Sep 20, 2011

Space Station Soars Over the Southern Lights



It must be ISS flyover video season, because here's another breathtaking beauty made from images taken by the Expedition 28 crew aboard the space station! Here we get to witness the glamor of the Aurora Australis -- a.k.a. the Southern Lights -- as the International Space Station orbits high above.

The Aurora Australis is the southern hemisphere's version of the Aurora Borealis, and is created in the same way: high-energy ions emitted from the sun collide with Earth's magnetic field and excite atoms of various elements located in the upper atmosphere, which then release light energy we can see.

The colors of the aurora are determined by the type of atoms releasing light as well as their altitudes.
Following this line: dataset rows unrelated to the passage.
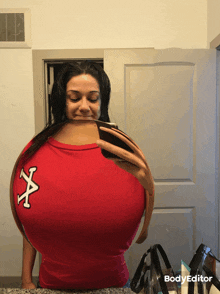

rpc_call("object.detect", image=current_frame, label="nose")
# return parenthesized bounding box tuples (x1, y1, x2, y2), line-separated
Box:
(79, 97, 90, 113)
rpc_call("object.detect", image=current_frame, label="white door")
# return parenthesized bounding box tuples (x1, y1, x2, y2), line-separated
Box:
(104, 48, 218, 275)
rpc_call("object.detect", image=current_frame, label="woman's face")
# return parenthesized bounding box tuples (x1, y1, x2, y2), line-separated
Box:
(66, 74, 101, 121)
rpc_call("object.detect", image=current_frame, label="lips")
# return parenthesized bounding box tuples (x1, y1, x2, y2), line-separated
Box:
(73, 115, 93, 120)
(77, 116, 92, 118)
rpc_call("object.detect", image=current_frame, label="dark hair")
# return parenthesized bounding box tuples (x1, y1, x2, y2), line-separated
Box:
(21, 61, 111, 164)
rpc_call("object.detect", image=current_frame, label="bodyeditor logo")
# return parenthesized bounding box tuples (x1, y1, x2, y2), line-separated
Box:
(164, 275, 213, 285)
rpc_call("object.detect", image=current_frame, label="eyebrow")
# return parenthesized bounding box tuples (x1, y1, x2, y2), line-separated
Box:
(66, 90, 100, 94)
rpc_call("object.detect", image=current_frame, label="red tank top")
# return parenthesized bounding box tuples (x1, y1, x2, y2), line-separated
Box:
(13, 137, 145, 289)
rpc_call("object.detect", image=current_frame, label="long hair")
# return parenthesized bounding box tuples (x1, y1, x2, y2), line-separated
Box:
(21, 61, 111, 164)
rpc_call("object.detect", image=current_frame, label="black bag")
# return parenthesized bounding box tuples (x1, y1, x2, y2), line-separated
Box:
(187, 244, 220, 294)
(130, 244, 179, 294)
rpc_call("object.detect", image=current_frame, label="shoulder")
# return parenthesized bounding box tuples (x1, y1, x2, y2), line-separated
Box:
(10, 139, 34, 192)
(22, 139, 35, 154)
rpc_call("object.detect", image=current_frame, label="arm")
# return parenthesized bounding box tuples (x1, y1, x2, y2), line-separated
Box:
(10, 152, 35, 243)
(96, 126, 154, 194)
(21, 236, 37, 289)
(135, 191, 154, 244)
(96, 127, 155, 243)
(9, 147, 37, 288)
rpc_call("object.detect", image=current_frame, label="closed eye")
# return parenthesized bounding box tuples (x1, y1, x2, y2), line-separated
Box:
(70, 98, 80, 102)
(88, 93, 100, 102)
(66, 91, 100, 103)
(89, 98, 99, 103)
(68, 98, 99, 103)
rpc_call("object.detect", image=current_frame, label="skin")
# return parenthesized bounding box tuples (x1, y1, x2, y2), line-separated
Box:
(65, 74, 101, 121)
(53, 74, 101, 145)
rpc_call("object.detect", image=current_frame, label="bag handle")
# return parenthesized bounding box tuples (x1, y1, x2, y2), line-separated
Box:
(203, 265, 220, 290)
(131, 244, 175, 294)
(188, 244, 220, 294)
(151, 244, 174, 294)
(188, 244, 209, 294)
(130, 249, 151, 293)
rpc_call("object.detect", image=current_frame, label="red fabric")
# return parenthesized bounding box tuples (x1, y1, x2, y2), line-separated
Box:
(13, 137, 145, 289)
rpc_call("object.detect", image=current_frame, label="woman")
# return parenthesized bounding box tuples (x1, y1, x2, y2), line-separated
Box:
(10, 61, 154, 290)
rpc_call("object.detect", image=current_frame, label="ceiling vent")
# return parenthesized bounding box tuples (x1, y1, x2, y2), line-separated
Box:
(0, 9, 31, 48)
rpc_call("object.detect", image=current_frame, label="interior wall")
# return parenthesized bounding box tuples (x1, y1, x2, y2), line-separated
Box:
(0, 50, 36, 277)
(0, 0, 208, 279)
(207, 0, 220, 46)
(1, 0, 208, 50)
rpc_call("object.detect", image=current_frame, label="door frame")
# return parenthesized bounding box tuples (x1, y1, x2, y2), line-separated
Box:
(210, 36, 220, 258)
(217, 49, 220, 258)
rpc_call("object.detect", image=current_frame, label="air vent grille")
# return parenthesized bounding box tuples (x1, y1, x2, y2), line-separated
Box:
(0, 13, 24, 42)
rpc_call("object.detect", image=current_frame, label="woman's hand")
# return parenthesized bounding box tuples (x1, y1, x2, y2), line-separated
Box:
(96, 126, 154, 195)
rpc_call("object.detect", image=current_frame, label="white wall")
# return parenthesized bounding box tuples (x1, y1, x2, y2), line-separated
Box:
(208, 0, 220, 46)
(0, 0, 208, 278)
(1, 0, 208, 50)
(0, 50, 36, 276)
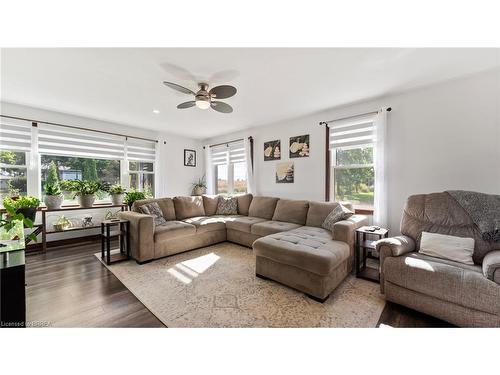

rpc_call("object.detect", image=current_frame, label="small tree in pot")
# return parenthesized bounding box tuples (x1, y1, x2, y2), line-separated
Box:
(61, 180, 101, 208)
(191, 175, 207, 196)
(107, 184, 126, 205)
(123, 189, 146, 210)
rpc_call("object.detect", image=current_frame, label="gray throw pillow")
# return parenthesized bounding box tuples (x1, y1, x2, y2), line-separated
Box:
(138, 202, 167, 226)
(321, 204, 354, 232)
(215, 196, 238, 215)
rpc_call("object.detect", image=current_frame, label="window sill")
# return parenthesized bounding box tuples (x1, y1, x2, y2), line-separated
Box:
(354, 207, 374, 215)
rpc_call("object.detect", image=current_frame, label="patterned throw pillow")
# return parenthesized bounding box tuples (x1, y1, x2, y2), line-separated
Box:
(138, 202, 167, 226)
(215, 196, 238, 215)
(321, 204, 354, 232)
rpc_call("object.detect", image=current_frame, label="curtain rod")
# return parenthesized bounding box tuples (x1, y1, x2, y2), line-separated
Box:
(318, 107, 391, 126)
(203, 137, 252, 149)
(0, 114, 158, 143)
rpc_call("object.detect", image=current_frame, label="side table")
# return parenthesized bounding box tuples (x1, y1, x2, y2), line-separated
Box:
(355, 225, 389, 283)
(101, 219, 130, 265)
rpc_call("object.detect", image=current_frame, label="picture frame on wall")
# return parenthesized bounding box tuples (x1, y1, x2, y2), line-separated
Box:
(264, 139, 281, 161)
(184, 149, 196, 167)
(289, 134, 310, 158)
(276, 162, 294, 183)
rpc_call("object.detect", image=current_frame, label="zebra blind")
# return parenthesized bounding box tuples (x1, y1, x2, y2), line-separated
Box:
(329, 113, 375, 149)
(126, 138, 156, 161)
(0, 118, 32, 152)
(211, 139, 245, 165)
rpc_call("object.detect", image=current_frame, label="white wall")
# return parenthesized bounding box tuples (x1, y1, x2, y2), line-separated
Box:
(1, 102, 204, 241)
(204, 68, 500, 234)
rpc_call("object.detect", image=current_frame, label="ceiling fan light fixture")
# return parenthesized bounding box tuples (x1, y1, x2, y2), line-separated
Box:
(195, 98, 210, 109)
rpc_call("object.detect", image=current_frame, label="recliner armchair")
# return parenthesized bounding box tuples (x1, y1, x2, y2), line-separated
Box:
(377, 192, 500, 327)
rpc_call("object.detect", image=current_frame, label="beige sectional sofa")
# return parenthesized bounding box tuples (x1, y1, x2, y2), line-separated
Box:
(376, 193, 500, 327)
(119, 194, 367, 301)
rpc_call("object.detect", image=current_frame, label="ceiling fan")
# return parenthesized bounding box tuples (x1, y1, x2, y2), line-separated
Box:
(163, 81, 237, 113)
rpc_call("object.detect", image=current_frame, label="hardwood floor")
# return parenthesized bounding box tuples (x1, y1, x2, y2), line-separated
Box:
(25, 240, 451, 328)
(25, 241, 164, 327)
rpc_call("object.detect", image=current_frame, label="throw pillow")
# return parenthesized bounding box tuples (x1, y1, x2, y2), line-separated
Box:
(321, 204, 354, 232)
(215, 196, 238, 215)
(419, 231, 474, 265)
(138, 202, 167, 226)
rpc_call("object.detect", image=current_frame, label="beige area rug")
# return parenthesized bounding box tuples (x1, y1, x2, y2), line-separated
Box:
(96, 243, 385, 327)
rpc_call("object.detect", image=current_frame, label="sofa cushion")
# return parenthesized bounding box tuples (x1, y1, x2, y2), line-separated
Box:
(202, 195, 219, 216)
(271, 199, 309, 225)
(419, 231, 474, 265)
(225, 216, 268, 233)
(250, 220, 302, 237)
(137, 202, 167, 226)
(132, 198, 176, 221)
(237, 194, 253, 215)
(173, 196, 205, 220)
(210, 214, 242, 223)
(248, 196, 279, 220)
(305, 201, 340, 227)
(183, 216, 226, 234)
(215, 196, 238, 215)
(321, 204, 354, 232)
(154, 221, 196, 242)
(384, 252, 500, 315)
(253, 227, 350, 276)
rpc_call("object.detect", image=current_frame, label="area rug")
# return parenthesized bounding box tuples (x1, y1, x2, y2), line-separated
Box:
(96, 243, 385, 327)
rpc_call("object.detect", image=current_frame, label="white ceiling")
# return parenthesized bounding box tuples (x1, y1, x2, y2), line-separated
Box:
(1, 48, 499, 139)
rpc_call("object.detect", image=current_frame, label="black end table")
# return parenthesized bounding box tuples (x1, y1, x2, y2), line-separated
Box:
(101, 219, 130, 265)
(355, 226, 389, 283)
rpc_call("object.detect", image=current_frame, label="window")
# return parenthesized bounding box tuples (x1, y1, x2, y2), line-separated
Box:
(40, 155, 121, 202)
(0, 151, 28, 200)
(211, 140, 247, 195)
(128, 161, 155, 196)
(329, 115, 375, 209)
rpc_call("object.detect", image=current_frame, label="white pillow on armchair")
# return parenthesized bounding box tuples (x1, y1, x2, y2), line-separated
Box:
(419, 231, 475, 265)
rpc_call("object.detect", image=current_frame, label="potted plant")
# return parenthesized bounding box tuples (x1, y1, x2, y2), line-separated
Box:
(44, 182, 64, 210)
(2, 196, 40, 222)
(0, 202, 36, 243)
(124, 189, 146, 209)
(108, 184, 126, 205)
(191, 175, 206, 196)
(61, 180, 101, 208)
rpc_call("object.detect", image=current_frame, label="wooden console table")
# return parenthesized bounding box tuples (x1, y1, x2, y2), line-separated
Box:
(40, 204, 128, 253)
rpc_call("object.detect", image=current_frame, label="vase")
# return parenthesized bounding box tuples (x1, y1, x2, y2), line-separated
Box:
(44, 194, 64, 210)
(78, 194, 95, 208)
(193, 186, 206, 196)
(111, 193, 124, 206)
(16, 207, 37, 222)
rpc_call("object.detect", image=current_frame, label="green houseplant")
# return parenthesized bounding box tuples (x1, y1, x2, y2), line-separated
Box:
(3, 196, 40, 222)
(191, 175, 206, 196)
(1, 201, 37, 242)
(61, 180, 101, 208)
(44, 182, 64, 210)
(124, 189, 146, 209)
(107, 184, 126, 205)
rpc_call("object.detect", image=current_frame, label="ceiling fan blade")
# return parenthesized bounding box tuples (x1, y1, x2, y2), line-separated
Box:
(211, 101, 233, 113)
(177, 101, 196, 109)
(209, 85, 237, 99)
(163, 81, 195, 95)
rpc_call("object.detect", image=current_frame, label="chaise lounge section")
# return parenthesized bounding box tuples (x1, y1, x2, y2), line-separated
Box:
(119, 194, 368, 301)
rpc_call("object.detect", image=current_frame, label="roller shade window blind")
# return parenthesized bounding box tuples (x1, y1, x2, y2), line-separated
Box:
(211, 139, 245, 165)
(0, 118, 32, 152)
(329, 113, 375, 149)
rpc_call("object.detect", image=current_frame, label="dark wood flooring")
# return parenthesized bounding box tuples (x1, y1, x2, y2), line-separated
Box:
(25, 240, 452, 328)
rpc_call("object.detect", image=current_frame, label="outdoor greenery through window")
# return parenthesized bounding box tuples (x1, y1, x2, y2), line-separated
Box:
(332, 146, 374, 208)
(129, 161, 154, 197)
(215, 161, 247, 195)
(0, 151, 27, 200)
(41, 155, 120, 202)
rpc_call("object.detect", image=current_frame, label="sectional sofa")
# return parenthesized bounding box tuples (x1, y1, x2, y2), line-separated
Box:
(119, 194, 368, 301)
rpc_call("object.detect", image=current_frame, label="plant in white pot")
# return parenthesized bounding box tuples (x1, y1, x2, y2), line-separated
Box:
(191, 176, 207, 196)
(61, 180, 101, 208)
(44, 182, 64, 210)
(108, 184, 126, 205)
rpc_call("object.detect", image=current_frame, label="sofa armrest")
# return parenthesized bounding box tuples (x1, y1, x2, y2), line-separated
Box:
(119, 211, 155, 263)
(376, 235, 415, 293)
(483, 250, 500, 285)
(332, 214, 368, 246)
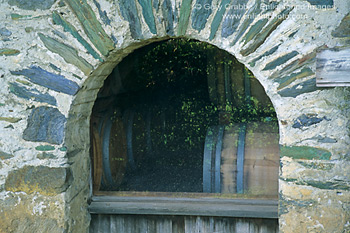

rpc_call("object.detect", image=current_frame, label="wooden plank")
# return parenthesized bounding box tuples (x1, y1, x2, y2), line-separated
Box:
(316, 47, 350, 87)
(89, 196, 278, 219)
(90, 215, 279, 233)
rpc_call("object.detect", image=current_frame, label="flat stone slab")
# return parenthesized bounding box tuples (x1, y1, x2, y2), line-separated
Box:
(8, 0, 56, 10)
(23, 106, 66, 145)
(5, 165, 72, 195)
(11, 66, 80, 95)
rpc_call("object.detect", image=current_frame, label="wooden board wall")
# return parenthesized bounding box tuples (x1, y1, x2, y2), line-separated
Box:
(89, 214, 278, 233)
(316, 47, 350, 87)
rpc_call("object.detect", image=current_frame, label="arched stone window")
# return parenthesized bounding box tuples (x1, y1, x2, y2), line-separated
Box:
(89, 39, 280, 229)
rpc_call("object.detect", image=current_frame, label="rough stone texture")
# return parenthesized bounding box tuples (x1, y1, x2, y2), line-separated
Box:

The most common gas at lower levels of the Earth's ionosphere is oxygen, which emits light in the green and yellow end of the spectrum -- colors our eyes detect particularly well.

Other colors, like reds, blues and purples, are also possible but harder to detect without using longer-exposure photography.

Besides shimmering sheets of aurorae, a high-altitude phenomenon called airglow is also visible as a thin line of pale yellow light surrounding Earth's limb. This is caused by energy released by molecules high in the atmosphere that were charged up during the day by ultraviolet light from the sun... not unlike a glow-in-the-dark sticker!

Between this video and the previous one posted here, it's no wonder that the astronauts lucky enough to work on the Space Station love their jobs as much as they do. In spite of all the inherent risks to working in low-Earth orbit, you simply can't beat the view.